Your children were very blessed to have you as their daddy.

Kaye Swain - SandwichINK said...

Thank you for a very interesting and encouraging post. I know this feeling so well, myself! Like you, I find the only real solution is time with God - lots of prayer combined with digging into the many encouraging Bible verses I've underlined, listening to comforting praise and worship music, or, if I'm on the run, listening to one of the verse by verse Bible studies on my iPod. Such encouragement. Have a blessed Sunday!

Joan Hall said...

Clif - very good post. It's true we have ups and downs (those who say they are never down, deceive themselves). I love the analogy of the tide coming in.

Blessings,
Joan

Ginger~~Enchanting Cottage said...

This is so true the tides come and go.It is truly a blessing that we have the Lord in our life when the tide does come.
Blessings,
Ginger

Saleslady371 said...

You are such a precious father.

Renee said...

The love you have for your children comes through! I remember when our oldest left home for college, I cried all the way home from leaving here there, and cried for a week solid after. So difficult! By the time our seventh child left home, I was calm about it :)....Thanks for sharing, it brought up old memories for me to smile about.

Anita Johnson said...

I felt the same way when we dropped our kids off at Wheaton College in Illinois...then I passed the school's motto carved into the wall, "For Christ and His Kingdom". A good reminder for parents about Who really is in charge!

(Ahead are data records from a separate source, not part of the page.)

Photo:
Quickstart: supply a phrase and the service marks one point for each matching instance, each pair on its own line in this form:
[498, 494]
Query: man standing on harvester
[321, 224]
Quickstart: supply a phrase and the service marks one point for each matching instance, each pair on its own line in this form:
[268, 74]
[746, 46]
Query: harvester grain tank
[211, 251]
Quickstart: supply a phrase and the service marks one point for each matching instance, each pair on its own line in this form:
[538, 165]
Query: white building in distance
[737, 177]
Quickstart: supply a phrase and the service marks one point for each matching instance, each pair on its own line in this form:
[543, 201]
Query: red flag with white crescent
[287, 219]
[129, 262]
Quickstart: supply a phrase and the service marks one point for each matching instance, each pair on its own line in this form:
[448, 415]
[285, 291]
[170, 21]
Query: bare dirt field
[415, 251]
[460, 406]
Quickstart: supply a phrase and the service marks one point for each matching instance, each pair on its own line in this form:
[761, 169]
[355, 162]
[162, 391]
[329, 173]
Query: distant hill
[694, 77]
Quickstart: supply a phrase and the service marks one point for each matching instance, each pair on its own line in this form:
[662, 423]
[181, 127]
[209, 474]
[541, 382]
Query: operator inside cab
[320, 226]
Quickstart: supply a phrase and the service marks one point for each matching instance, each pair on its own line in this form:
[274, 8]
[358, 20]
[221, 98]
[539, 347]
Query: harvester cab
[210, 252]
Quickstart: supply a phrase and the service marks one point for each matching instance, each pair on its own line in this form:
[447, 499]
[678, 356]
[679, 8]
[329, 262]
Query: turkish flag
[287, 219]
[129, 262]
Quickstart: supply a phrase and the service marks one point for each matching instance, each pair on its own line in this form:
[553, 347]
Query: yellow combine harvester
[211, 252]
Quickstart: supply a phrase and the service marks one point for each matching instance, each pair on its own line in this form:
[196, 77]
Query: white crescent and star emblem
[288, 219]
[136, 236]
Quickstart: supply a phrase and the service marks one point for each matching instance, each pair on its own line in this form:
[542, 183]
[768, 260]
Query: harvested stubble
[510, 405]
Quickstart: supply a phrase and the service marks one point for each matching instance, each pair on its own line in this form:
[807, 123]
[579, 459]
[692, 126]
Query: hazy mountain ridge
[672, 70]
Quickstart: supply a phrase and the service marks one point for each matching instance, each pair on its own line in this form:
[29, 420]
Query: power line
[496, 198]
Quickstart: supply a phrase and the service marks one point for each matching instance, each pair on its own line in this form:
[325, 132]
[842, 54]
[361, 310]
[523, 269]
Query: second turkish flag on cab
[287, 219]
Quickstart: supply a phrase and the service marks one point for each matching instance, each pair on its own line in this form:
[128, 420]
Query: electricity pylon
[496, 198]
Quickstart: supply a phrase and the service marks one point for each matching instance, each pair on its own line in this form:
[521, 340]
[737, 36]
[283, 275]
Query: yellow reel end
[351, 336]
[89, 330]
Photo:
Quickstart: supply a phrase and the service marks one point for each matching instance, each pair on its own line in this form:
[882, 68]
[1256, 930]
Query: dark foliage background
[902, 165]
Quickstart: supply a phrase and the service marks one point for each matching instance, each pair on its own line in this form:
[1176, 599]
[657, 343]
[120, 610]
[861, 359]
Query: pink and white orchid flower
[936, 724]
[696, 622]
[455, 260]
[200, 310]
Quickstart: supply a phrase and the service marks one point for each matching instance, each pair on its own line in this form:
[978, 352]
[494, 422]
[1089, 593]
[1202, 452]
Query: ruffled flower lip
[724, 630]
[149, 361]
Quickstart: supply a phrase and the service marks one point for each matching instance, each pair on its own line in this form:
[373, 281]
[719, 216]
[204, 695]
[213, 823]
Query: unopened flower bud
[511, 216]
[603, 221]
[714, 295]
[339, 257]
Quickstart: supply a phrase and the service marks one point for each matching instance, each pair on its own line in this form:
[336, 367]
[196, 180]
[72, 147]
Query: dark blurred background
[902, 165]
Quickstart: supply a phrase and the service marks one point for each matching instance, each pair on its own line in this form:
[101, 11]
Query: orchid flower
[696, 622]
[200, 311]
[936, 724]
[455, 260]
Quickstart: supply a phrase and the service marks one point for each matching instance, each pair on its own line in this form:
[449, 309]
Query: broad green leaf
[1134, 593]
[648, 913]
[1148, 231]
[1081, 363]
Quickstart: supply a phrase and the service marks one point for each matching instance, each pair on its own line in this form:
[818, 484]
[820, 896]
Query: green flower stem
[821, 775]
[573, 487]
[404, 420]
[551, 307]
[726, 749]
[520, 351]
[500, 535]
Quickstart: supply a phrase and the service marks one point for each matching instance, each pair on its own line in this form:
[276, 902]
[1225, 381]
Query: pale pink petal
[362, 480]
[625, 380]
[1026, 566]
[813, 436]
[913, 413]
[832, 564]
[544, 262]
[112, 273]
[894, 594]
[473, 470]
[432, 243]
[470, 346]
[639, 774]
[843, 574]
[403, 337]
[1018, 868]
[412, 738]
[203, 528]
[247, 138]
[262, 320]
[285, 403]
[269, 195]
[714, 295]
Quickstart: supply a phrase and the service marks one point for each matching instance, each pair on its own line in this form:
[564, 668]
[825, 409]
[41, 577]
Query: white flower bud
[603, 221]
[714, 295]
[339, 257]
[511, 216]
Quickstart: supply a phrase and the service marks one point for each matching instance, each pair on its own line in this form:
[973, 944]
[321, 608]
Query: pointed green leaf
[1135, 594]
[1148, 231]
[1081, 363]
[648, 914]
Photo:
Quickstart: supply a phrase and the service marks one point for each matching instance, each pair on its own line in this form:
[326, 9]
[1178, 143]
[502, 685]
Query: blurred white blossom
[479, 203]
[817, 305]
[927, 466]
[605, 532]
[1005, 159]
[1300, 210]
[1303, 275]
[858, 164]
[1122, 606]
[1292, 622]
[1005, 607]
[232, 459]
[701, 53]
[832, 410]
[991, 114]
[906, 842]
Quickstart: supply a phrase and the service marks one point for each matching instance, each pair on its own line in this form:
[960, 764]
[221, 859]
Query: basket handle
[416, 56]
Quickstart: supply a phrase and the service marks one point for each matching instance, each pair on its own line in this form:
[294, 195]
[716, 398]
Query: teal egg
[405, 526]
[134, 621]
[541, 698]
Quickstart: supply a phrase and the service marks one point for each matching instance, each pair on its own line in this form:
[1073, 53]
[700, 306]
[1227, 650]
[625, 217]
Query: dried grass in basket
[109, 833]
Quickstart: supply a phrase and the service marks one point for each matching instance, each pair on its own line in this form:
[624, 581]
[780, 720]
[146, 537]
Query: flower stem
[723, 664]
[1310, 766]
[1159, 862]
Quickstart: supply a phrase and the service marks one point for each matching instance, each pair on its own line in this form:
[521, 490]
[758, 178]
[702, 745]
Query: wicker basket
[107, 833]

Sandi@ Rose Chintz Cottage said...

Dear Clif,
I felt the same way when my second son went away to Bible College on the other side of the country. Just three months before that, my oldest son had gotten married. Then the following August, my youngest went off to university 2000 miles away. Since all three of my sons left home within the year, it took some getting used to for sure. But God worked it all out and filled the void with Himself and sent others my way to minister to. My job as a stay-at-home mom was over but He still had work for me to do. And to my surprise, He still does! Thanks for a wonderful post.